FIRST DRAFT was completed in one long glorious outpouring over the Summer. I felt like a WRITER and would spend hours thinking about the plot and characters happily inhabiting my imagination for hours on end, pencil in-hand. Plus, I didn’t have to do any major re-editing. Yes there were crossings-out and paragraphs to refashion but on the whole it was a typical first draft rush of getting ideas down on paper.
However, life and work intervened pretty quickly and that first 120-page draft sat on the shelf (and in my heart) until the following summer. This was a painful pattern which recurred many times when it came to my poetry and prose writing. I had a business which took up a huge amount of creative energy and time, and I’m also a home-bird who enjoys spending time with my daughters and my wife, which meant attempts at writing anything longer than haiku-like jottings have traditionally suffered from a maddening lack of continuity. I’d snatch a few hours here and there and have many short stories stashed in notebooks or hidden-away in folders that really could have done with more focussed attention. Without that, stories can remain a little too self-satisfied or half-baked for their own good.

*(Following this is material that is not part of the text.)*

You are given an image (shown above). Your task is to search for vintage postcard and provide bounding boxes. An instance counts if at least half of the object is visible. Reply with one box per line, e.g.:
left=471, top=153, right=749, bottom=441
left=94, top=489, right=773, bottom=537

SECOND DRAFT. It took a whole year to get back to writing the novel in earnest. I reviewed my first draft and felt it needed more intellectual heft, more existential musings and deeper explorations of the characters. Now looking back on both of the drafts I doubt whether a single word of either of them exists in the final manuscript. After the second draft was completed – a slightly more ramshackle 150-pages – the novel stayed well and truly on the shelf for nine years. I never doubted the book but life happened: we moved house and it needed a lot of work, my daughters went to college after which one worked abroad while another chose university, my wife broke her arm twice and we experienced one of our busiest and prolonged periods of work with our company. Added to this my father died in his sleep after coping with chronic pain for many years. I should have said, life and death happened.